Thanks. You have AGAIN confirmed that my opinion is well-founded and correct. Keep on going, you're providing more and more evidence. Perhaps you just don't want to see what's really going on.
Here's a little known secret - most GCs have little to no legal function in a company. They operate FAR more on the business side of things. The head of each respective practice within the company (M&A, Employment, IP, Corporate, Securities, Litigation etc.) actually practice law and manage outside counsel. These people report up to the GC and the GC has the final call on larger issues.
Of course. So the M&A person is good. The IP person is completely incompetent. The securities person is inviting trouble, but probably will turn out well. The litigation person is incompetent. I can't speak at all to employment, which is almost invisible from outside, but what little we've seen from leaks doesn't look good to me. As for one other category... in 2013, they clearly didn't actually have anyone at all handling state licensing and regulations (or they were incompetent, I don't know which).
This is still a very bad track record in hiring by Todd Maron.
P.S. Permitting and contracts for superchargers is, according to a leak, done by an outside contractor, apparently with no involvement from Tesla's legal department -- apparently this change is what sped up supercharger installs.
And no, my description of the cost-benefit analysis conducted by in house counsel in no way condones lawbreaking. How can you ascribe such a black and white view of an area (legal) which is 98% gray area?
I know for a fact that they've broken the law in black-and-white areas. It does tend to color my view of other areas.
IR callbacks after earnings are not blatantly illegal and every company does them. Having private calls with bond people is not illegal and is an essential part of capital markets transactions. They made the determination that they didn't disclose any new material info, so no Reg FD violation.
If they think that "we're buying the Australia project batteries from Samsung" isn't material -- if they think "we weren't producing the first 50 prodution cars on a production BIW line, they were hand built" isn't material, uh... sure, this is sort of a grey area. You could claim that this wasn't material. But you'd be wrong.

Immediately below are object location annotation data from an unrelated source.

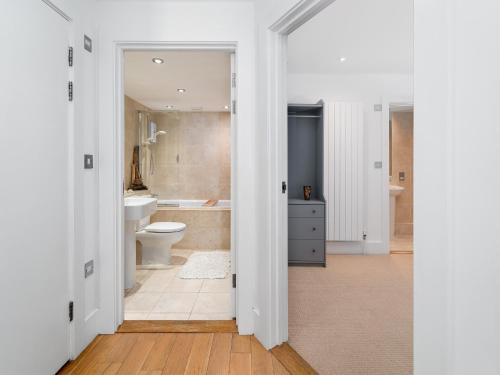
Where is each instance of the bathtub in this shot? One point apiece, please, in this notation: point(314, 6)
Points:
point(187, 204)
point(206, 227)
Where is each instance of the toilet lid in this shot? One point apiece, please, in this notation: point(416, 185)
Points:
point(165, 227)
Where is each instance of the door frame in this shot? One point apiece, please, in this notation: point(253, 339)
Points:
point(386, 117)
point(119, 131)
point(277, 168)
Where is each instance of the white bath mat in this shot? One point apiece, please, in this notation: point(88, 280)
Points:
point(206, 265)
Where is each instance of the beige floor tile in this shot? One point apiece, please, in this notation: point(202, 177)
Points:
point(167, 316)
point(136, 316)
point(158, 281)
point(177, 285)
point(141, 302)
point(212, 316)
point(175, 302)
point(216, 286)
point(208, 303)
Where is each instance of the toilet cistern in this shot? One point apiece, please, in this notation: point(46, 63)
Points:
point(136, 208)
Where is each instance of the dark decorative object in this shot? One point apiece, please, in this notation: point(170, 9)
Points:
point(307, 192)
point(136, 178)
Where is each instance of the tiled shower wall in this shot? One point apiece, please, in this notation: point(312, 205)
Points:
point(192, 161)
point(131, 135)
point(402, 161)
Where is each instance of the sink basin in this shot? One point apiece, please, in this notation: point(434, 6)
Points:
point(394, 190)
point(137, 208)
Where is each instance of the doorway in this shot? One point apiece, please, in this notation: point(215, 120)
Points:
point(329, 302)
point(401, 178)
point(179, 124)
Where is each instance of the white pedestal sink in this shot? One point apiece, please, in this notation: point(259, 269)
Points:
point(136, 208)
point(394, 191)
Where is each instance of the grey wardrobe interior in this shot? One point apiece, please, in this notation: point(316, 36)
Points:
point(306, 218)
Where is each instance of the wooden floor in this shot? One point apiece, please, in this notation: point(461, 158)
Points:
point(176, 353)
point(178, 326)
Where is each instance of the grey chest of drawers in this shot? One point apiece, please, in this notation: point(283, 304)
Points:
point(306, 232)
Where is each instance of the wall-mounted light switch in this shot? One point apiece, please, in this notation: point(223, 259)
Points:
point(89, 268)
point(88, 161)
point(87, 43)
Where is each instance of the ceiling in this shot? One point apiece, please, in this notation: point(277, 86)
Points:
point(205, 75)
point(375, 37)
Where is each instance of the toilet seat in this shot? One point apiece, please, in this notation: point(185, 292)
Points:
point(165, 227)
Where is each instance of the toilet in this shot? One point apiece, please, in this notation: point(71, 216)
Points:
point(157, 239)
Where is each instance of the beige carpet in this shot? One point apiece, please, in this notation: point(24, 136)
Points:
point(355, 316)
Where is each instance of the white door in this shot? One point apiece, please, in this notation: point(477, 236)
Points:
point(34, 172)
point(233, 180)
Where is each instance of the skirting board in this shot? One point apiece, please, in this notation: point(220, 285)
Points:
point(344, 248)
point(356, 248)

If you have a different view that's an opinion, not a black and white fact that they are breaking the law.
And your $5000 claim to fix the Reg FD issue? Come on. They have to sell these bond issuances and get investors excited about the company in order to raise capital. It's absolutely essential to the survival of the company. The last thing Tesla needs is an overzealous legal team telling IR to stop selling the company to investors due to Reg FD fears. It's not cheap or easy to publish everything that's said to investors, either
Citation needed. They've actually given entire POWERPOINT PRESENTATIONS to select groups of investors which they haven't published. It's trivial to publish those; it costs nothing at all. $0. It is cheap and it is easy. It does not require publishing any questions from the investors.
At the moment, I don't think anyone's inclined to complain.... simply because the investors getting these presentations are routinely leaking the information, so it ends up being public quickly anyway. Good for them.

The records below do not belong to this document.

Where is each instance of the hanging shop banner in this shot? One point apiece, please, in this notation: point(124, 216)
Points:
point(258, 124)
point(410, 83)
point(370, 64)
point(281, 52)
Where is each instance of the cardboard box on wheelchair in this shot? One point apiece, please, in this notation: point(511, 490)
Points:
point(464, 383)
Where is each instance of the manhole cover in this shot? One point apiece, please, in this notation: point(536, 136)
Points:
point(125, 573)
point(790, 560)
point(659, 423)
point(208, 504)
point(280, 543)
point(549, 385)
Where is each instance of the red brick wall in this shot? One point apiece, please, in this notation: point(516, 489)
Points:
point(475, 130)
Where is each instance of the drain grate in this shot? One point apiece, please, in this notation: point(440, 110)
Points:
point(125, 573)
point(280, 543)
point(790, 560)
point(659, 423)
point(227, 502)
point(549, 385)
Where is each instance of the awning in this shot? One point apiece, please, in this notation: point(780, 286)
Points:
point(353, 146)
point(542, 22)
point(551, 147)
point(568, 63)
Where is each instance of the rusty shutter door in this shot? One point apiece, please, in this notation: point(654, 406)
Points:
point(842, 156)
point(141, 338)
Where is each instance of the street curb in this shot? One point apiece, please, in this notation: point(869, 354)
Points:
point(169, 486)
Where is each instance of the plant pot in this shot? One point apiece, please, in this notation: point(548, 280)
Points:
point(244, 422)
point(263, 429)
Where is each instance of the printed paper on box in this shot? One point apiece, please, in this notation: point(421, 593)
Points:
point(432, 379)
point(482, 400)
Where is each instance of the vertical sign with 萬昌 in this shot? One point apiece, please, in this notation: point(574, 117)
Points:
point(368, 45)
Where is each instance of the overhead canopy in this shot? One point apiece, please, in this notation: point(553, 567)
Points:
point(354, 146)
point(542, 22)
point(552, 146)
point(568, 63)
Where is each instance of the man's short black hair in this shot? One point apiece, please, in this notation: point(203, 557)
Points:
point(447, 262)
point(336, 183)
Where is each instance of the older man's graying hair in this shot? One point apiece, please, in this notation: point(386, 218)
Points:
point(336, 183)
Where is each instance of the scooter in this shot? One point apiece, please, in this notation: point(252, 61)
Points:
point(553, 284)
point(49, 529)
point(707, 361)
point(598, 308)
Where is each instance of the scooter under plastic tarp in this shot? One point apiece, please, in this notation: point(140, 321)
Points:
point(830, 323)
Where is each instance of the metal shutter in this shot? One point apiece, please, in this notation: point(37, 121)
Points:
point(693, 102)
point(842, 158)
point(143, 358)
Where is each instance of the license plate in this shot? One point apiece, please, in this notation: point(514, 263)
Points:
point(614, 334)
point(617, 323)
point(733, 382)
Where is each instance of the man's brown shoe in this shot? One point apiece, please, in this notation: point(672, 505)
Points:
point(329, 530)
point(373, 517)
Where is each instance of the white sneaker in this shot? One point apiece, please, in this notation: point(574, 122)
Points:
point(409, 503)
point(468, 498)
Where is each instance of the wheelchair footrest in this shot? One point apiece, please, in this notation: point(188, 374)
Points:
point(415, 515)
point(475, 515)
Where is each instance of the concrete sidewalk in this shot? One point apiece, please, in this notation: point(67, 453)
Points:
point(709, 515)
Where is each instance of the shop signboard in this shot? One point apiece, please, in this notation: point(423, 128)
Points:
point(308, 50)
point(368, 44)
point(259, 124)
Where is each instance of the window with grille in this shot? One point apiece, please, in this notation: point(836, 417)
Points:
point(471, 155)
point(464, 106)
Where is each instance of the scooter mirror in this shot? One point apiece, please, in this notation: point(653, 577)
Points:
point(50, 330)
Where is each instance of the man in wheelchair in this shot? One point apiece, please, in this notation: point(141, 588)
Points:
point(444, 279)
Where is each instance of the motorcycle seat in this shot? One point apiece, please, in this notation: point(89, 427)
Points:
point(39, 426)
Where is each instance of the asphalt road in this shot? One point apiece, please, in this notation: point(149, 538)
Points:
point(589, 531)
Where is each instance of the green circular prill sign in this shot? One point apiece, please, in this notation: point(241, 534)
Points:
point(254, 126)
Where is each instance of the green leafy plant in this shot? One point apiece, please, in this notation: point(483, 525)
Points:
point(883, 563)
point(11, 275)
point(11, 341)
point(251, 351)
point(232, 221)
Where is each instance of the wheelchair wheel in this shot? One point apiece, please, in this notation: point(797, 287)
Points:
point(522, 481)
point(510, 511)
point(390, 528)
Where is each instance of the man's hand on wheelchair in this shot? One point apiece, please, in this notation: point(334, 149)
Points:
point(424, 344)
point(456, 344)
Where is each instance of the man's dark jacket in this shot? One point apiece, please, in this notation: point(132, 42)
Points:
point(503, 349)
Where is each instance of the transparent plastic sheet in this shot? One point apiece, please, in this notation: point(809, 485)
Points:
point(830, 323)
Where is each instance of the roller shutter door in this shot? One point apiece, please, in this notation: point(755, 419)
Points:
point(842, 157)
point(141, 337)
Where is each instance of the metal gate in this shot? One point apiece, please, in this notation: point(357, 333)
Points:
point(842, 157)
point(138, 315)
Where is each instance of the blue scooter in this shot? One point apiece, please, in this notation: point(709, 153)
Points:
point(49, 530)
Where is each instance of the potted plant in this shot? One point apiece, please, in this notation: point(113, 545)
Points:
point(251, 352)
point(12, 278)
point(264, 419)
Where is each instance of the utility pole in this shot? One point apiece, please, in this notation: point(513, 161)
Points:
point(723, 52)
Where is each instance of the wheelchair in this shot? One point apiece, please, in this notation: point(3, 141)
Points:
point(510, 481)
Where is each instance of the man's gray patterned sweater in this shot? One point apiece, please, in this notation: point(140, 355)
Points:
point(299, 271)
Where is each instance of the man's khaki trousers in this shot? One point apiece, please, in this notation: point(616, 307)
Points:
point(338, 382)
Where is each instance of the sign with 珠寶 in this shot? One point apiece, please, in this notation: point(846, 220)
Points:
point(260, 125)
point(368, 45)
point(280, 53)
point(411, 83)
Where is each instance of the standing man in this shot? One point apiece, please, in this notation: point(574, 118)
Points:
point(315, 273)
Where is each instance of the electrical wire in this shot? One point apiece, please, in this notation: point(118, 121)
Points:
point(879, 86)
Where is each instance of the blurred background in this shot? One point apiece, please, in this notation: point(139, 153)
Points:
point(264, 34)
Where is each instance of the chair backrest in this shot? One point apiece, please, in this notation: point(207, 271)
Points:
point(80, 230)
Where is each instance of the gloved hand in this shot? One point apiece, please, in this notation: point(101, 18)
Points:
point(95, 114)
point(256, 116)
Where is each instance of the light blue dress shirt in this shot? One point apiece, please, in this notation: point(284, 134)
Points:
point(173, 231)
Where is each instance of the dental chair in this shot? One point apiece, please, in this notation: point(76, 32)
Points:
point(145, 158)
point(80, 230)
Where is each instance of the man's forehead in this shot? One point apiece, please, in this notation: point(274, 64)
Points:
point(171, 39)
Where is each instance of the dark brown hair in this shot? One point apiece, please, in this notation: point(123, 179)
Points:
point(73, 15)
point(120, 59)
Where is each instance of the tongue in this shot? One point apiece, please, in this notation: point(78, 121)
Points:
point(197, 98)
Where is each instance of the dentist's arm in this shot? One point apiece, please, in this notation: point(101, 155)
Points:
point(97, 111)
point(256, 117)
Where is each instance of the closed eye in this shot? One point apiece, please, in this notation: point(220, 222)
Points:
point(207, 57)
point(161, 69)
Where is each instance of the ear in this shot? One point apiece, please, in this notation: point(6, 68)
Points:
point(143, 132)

But it's silly for Tesla to rely on that.
(plus the slippery slope problem). That could cost Tesla hundreds of millions in investment dollars.
Why? Because these investors need to feel, emotionally, like they're doing illegal insider trading, even if they're not really? I suppose that makes sense, if the investors are really emotionally driven.

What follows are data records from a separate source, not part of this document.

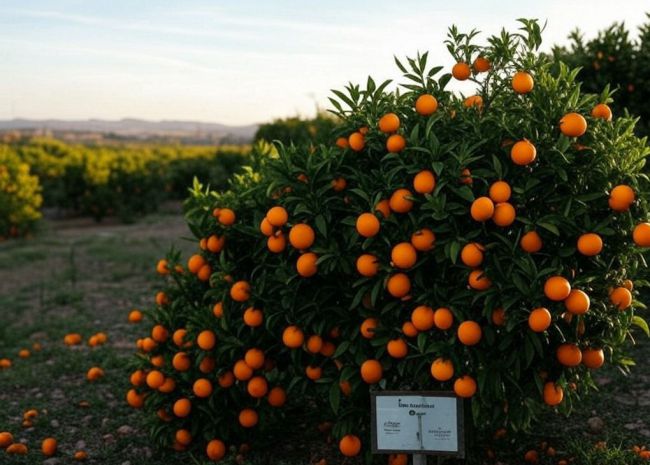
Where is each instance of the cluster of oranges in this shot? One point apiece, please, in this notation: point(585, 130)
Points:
point(484, 245)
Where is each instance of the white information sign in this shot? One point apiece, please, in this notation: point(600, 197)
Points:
point(417, 423)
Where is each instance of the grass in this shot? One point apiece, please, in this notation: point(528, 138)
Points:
point(78, 277)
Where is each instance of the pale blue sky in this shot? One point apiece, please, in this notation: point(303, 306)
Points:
point(236, 62)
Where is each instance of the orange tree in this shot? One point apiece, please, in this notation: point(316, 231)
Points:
point(486, 244)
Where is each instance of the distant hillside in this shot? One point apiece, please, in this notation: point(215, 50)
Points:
point(130, 128)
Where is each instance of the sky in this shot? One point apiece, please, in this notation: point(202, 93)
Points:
point(239, 62)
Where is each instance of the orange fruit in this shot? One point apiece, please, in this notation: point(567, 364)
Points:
point(371, 371)
point(465, 386)
point(367, 225)
point(248, 418)
point(469, 333)
point(523, 153)
point(504, 214)
point(403, 255)
point(395, 143)
point(557, 288)
point(422, 318)
point(398, 285)
point(426, 105)
point(277, 397)
point(240, 291)
point(293, 337)
point(539, 319)
point(356, 141)
point(397, 348)
point(479, 281)
point(442, 370)
point(389, 123)
point(569, 354)
point(553, 394)
point(301, 236)
point(367, 265)
point(424, 182)
point(49, 446)
point(215, 450)
point(461, 71)
point(641, 234)
point(400, 201)
point(500, 191)
point(206, 340)
point(472, 254)
point(578, 302)
point(573, 125)
point(481, 65)
point(350, 445)
point(482, 209)
point(602, 111)
point(443, 318)
point(522, 82)
point(531, 242)
point(423, 240)
point(253, 317)
point(621, 298)
point(306, 264)
point(182, 407)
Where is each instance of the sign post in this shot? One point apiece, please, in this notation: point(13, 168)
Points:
point(419, 423)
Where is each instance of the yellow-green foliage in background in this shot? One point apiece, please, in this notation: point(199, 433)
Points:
point(122, 179)
point(20, 195)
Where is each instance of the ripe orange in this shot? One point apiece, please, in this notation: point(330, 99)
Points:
point(523, 153)
point(403, 255)
point(539, 319)
point(306, 265)
point(461, 71)
point(481, 64)
point(356, 141)
point(248, 418)
point(482, 209)
point(472, 254)
point(398, 285)
point(367, 225)
point(389, 123)
point(479, 281)
point(573, 125)
point(400, 201)
point(553, 394)
point(301, 236)
point(426, 105)
point(423, 240)
point(469, 333)
point(531, 242)
point(578, 302)
point(500, 191)
point(465, 387)
point(504, 214)
point(395, 143)
point(350, 445)
point(293, 337)
point(371, 371)
point(602, 111)
point(621, 298)
point(397, 348)
point(557, 288)
point(422, 318)
point(593, 358)
point(443, 318)
point(641, 234)
point(569, 354)
point(522, 82)
point(442, 370)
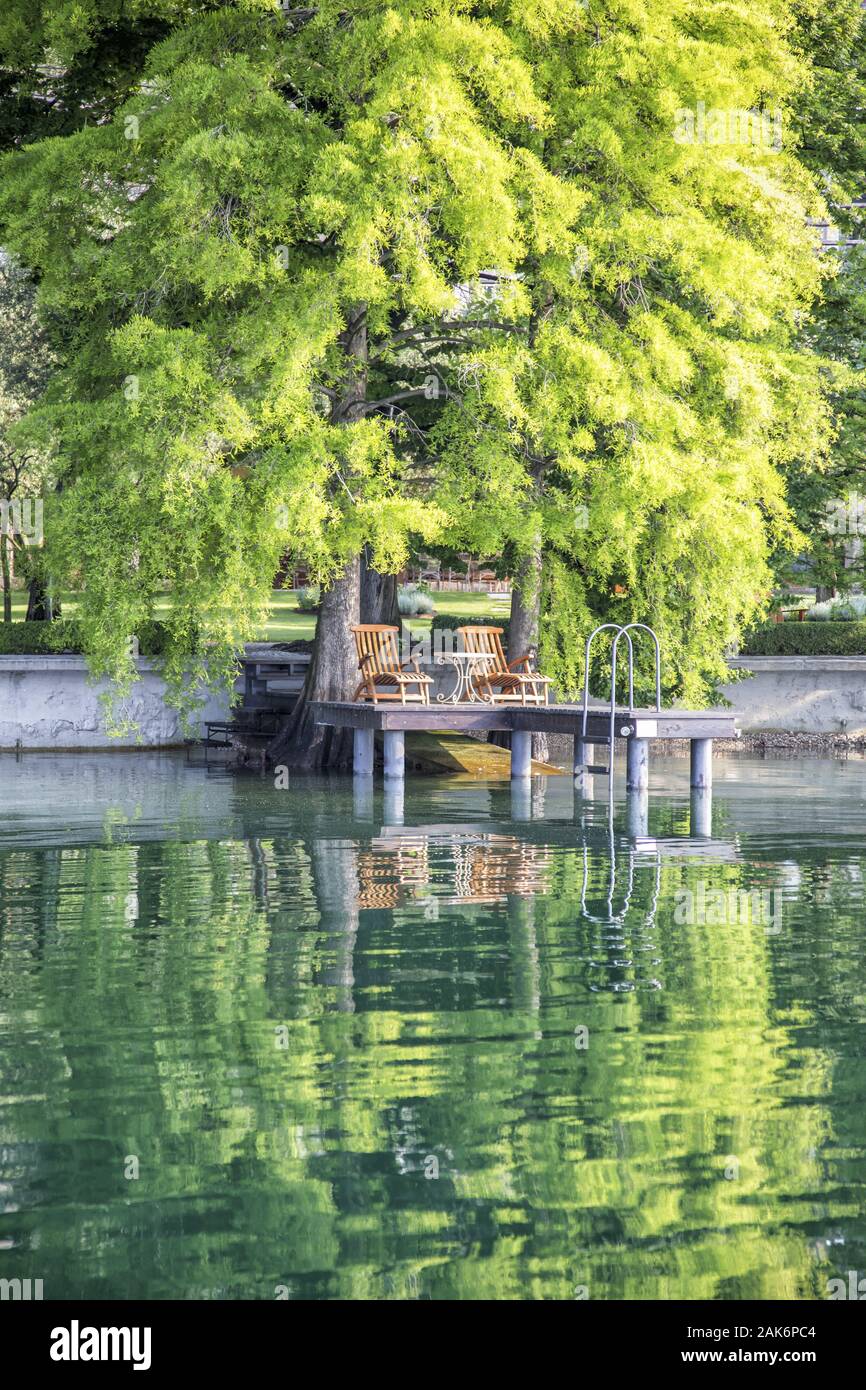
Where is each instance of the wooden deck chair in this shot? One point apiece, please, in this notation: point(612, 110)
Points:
point(382, 677)
point(499, 681)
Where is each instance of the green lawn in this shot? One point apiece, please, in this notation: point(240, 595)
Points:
point(287, 623)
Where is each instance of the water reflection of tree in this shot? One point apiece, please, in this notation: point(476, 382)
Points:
point(161, 982)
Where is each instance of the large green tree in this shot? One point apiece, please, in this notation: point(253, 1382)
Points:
point(27, 363)
point(270, 260)
point(249, 252)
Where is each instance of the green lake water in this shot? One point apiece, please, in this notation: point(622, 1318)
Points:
point(300, 1043)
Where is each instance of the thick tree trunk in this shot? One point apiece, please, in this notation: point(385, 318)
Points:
point(378, 595)
point(524, 630)
point(302, 742)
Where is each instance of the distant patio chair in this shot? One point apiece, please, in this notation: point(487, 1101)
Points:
point(382, 677)
point(499, 681)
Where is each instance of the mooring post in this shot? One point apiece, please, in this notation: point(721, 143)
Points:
point(362, 798)
point(583, 755)
point(702, 762)
point(521, 754)
point(362, 759)
point(637, 763)
point(702, 811)
point(395, 761)
point(394, 802)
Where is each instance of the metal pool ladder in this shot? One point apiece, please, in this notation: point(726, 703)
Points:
point(622, 630)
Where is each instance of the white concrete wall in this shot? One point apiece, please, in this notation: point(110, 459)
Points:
point(49, 702)
point(799, 694)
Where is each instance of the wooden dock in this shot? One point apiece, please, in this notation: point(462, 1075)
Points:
point(637, 727)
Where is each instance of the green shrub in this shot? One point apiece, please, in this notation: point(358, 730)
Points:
point(449, 623)
point(309, 599)
point(823, 638)
point(414, 602)
point(64, 637)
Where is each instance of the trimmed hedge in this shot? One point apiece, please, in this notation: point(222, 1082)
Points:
point(806, 640)
point(64, 637)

I'm going to make a contrast: I've followed the actions of legal teams of other companies over the years.
IBM's is unconditionally stellar, always doing everything right. ExxonMobil is arguably evil but tactically extremely effective. Berkshire Hathaway is exceptionally good at all their legal work.
GE, 3M, and several railroad companies I've followed have mediocre but competent legal teams, who are effective most of the time.
Tesla is well below any of those by any external measure. Now, sure, you can say that's just because they're a startup. That's probably true. But they're getting bigger. It's about time they hired a competent in-house general counsel instead of using Elon's divorce lawyer.